From the classroom to the spud cellar: harvest break teaches life lessons
Carly Flandro, IdahoEdNews.org
ABERDEEN (IdahoEdNews.org) — On a recent Wednesday morning, 10-wheelers brimming with spuds came and went in every direction, making the trip from fields to cellars and back again.
Amid the bustling energy, signs along the roadside announced: “Harvest Help Needed.”
To answer that call, rural Idaho school districts have long held harvest breaks, putting school on pause for a few weeks each fall so students and teachers can pitch in at local farms.

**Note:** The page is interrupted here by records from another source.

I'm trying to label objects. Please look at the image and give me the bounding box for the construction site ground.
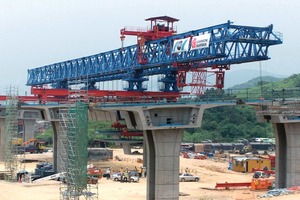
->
[0,149,300,200]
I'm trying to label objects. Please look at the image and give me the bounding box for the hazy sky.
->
[0,0,299,94]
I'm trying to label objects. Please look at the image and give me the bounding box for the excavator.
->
[20,138,47,154]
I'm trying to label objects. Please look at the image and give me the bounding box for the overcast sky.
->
[0,0,299,95]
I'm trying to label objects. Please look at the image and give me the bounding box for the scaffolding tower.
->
[58,108,68,175]
[4,86,25,181]
[59,80,98,200]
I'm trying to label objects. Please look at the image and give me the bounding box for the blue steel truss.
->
[27,20,282,91]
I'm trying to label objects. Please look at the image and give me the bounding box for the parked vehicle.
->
[179,173,200,182]
[111,172,139,182]
[253,171,271,178]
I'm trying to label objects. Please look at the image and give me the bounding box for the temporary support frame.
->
[59,80,98,200]
[4,86,25,181]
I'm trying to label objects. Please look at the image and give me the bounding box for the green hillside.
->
[229,76,283,90]
[228,74,300,100]
[184,74,300,143]
[246,73,300,93]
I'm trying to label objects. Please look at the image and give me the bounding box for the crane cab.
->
[120,16,179,41]
[120,16,179,64]
[145,16,179,39]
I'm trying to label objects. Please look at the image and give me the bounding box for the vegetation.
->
[183,74,300,143]
[234,74,300,99]
[35,128,53,145]
[183,105,273,143]
[229,76,283,90]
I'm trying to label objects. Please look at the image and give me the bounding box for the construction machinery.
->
[25,16,282,102]
[11,138,23,146]
[20,138,47,154]
[87,166,103,184]
[18,16,282,200]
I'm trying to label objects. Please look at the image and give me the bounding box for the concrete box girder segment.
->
[98,104,209,200]
[110,104,207,130]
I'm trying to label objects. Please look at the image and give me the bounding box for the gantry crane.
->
[26,16,282,100]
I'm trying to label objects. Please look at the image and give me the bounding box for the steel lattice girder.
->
[27,20,282,87]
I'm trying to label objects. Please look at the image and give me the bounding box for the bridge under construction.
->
[0,16,293,200]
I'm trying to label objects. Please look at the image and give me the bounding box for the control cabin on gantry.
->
[120,16,179,64]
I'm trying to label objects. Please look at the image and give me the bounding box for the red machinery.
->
[120,16,178,64]
[111,121,143,139]
[87,166,102,184]
[215,182,251,189]
[0,86,185,104]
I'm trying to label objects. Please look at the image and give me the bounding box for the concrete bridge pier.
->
[51,121,60,172]
[21,119,36,141]
[0,108,44,161]
[100,104,210,200]
[121,142,132,154]
[257,110,300,188]
[274,123,300,188]
[144,129,183,200]
[19,110,44,141]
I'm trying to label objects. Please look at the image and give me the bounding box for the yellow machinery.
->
[12,138,23,146]
[21,138,47,153]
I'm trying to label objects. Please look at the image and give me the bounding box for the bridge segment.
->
[96,103,224,200]
[1,99,298,199]
[0,102,223,200]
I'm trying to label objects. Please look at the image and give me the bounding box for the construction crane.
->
[26,16,282,98]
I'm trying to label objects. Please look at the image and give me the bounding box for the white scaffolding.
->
[4,86,25,181]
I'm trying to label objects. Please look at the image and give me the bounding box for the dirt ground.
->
[0,149,300,200]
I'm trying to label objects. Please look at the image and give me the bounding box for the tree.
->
[35,128,53,145]
[184,105,273,142]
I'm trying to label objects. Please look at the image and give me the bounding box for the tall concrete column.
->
[22,119,37,141]
[143,139,147,168]
[19,109,44,141]
[51,121,60,172]
[121,142,132,154]
[270,122,300,188]
[273,123,287,188]
[0,118,6,161]
[145,129,183,200]
[257,108,300,188]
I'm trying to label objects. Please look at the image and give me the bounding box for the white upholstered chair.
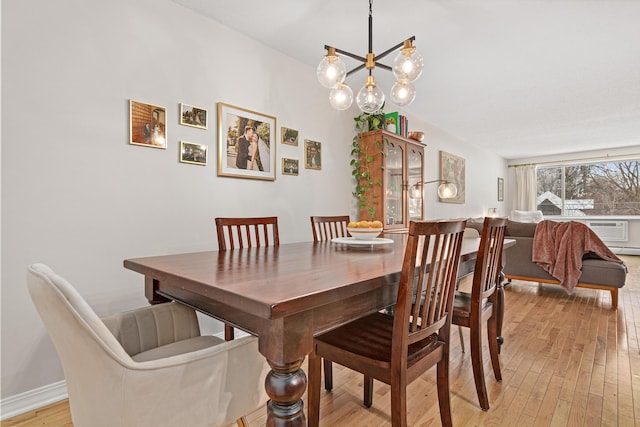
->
[26,263,269,427]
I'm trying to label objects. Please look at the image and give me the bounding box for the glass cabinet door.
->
[385,142,405,226]
[407,146,424,221]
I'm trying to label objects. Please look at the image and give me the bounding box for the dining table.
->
[124,233,514,426]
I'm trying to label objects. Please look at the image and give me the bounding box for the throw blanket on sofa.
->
[532,220,624,294]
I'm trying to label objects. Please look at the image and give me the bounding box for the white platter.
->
[331,237,394,246]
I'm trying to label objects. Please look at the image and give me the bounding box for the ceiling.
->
[173,0,640,160]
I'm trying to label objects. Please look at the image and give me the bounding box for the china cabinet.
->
[356,130,425,232]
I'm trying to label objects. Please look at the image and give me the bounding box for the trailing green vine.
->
[350,108,387,219]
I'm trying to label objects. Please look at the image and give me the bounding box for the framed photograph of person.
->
[129,100,167,149]
[304,140,322,170]
[217,102,276,181]
[282,158,299,176]
[179,103,207,129]
[179,141,208,166]
[281,127,299,146]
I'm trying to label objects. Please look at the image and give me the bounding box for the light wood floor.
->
[3,255,639,426]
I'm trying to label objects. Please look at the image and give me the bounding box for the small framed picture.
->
[304,140,321,170]
[498,177,504,201]
[129,100,167,149]
[180,141,208,166]
[180,103,208,129]
[281,127,299,146]
[217,102,276,181]
[282,158,299,176]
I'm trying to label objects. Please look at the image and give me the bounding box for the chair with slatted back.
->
[308,219,467,427]
[215,216,279,251]
[309,215,350,392]
[452,216,507,411]
[310,215,350,242]
[215,216,279,340]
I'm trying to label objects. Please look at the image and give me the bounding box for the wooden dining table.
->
[124,233,513,426]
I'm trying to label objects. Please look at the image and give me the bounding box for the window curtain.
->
[513,165,537,211]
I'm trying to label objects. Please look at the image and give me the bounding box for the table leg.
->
[496,273,505,353]
[265,358,307,426]
[145,277,170,304]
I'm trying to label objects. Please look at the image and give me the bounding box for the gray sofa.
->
[467,219,627,308]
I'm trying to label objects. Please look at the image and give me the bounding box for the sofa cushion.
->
[579,259,627,288]
[505,220,538,237]
[466,219,538,238]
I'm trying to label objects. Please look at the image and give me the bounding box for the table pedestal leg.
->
[265,358,307,427]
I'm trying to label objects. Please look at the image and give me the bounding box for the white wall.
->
[0,0,507,405]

Located in the heart of Bingham County – which produces a massive amount of Idaho’s potatoes – Aberdeen is one such community. Students from the middle and high schools were out this week driving potato trucks, picking and stacking potatoes, and laying pipes.

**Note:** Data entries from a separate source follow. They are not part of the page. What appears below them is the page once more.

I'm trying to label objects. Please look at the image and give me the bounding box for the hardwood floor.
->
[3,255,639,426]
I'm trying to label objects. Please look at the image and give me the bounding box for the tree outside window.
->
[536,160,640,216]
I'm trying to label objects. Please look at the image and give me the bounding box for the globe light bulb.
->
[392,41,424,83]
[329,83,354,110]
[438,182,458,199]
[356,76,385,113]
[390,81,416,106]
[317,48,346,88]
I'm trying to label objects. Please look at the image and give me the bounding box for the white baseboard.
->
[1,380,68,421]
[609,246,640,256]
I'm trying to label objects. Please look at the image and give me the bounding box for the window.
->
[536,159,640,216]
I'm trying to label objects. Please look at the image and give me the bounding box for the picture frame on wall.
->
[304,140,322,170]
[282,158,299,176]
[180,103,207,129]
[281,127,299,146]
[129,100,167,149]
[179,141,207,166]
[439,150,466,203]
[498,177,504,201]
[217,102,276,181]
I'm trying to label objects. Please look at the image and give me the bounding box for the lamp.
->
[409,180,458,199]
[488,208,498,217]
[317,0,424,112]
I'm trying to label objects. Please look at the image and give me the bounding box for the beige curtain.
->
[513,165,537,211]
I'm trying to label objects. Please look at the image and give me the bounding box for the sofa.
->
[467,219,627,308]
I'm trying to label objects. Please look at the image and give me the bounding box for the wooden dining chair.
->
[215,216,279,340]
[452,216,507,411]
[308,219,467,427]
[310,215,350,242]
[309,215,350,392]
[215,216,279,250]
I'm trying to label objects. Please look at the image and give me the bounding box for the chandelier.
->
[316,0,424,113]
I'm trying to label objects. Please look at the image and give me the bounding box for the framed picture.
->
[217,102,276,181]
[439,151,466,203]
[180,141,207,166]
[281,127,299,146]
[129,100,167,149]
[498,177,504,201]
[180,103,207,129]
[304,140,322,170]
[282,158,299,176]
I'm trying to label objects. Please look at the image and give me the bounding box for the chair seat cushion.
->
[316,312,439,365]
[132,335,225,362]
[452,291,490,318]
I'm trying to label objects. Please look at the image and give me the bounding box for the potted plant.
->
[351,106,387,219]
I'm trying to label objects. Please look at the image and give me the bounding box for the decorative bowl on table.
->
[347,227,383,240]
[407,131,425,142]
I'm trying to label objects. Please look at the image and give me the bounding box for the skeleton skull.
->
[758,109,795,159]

“We rely on them pretty heavily,” said Kendell Foster, who manages Foster Farms.
Otherwise, Kendell said finding help for just a few weeks during harvest is nearly impossible. Plus, it gives teens a chance to learn life lessons.
Foster Farms typically hires around 10 students every break, and a number of other farms in the area hire teens as well.

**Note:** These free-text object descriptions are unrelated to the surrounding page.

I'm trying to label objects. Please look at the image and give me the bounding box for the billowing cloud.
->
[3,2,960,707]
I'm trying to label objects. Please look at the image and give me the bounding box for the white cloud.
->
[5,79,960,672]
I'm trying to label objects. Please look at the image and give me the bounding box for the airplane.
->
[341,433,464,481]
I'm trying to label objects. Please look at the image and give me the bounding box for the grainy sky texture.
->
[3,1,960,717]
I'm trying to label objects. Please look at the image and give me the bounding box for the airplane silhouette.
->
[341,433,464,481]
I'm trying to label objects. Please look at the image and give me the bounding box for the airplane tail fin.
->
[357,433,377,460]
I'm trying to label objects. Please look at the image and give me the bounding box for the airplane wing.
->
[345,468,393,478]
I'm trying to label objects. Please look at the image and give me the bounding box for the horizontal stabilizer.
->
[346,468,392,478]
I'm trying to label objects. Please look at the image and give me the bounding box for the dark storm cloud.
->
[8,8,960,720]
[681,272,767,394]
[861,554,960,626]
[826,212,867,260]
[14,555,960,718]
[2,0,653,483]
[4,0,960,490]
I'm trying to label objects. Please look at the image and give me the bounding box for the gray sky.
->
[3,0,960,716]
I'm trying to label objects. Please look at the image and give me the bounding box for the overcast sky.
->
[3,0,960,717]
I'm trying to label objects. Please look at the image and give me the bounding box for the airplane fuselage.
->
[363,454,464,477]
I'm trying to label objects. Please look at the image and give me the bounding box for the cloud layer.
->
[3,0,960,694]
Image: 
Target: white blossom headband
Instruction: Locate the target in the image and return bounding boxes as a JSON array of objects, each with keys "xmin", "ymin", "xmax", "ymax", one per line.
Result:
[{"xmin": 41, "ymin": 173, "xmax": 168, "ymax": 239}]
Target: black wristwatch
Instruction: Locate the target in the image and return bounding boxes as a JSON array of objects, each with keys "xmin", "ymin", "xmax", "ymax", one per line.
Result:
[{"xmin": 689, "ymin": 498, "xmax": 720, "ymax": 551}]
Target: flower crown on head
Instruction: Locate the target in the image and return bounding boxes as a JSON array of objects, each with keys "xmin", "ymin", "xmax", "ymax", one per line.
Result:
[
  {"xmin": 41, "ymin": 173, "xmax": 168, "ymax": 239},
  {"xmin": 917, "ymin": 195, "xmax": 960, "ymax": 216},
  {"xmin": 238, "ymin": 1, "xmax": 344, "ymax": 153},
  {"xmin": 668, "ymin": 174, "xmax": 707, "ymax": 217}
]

“It encourages kids to want to get an education and not do this the rest of their lives … because it is hard manual labor,” said Terri Foster, who co-owns the farm with her husband.
After days of conveyor belt work, kids go home with sore fingers and endless visions of potatoes filling their heads.
“By the end of potato harvest, kids are glad that it’s done – and they’re maybe even grateful to go back to school,” she said.
Terri said the community has considered discontinuing harvest break because of the safety hazards kids face, but she and her husband always push to keep it in place because of the insight it provides to local youngsters.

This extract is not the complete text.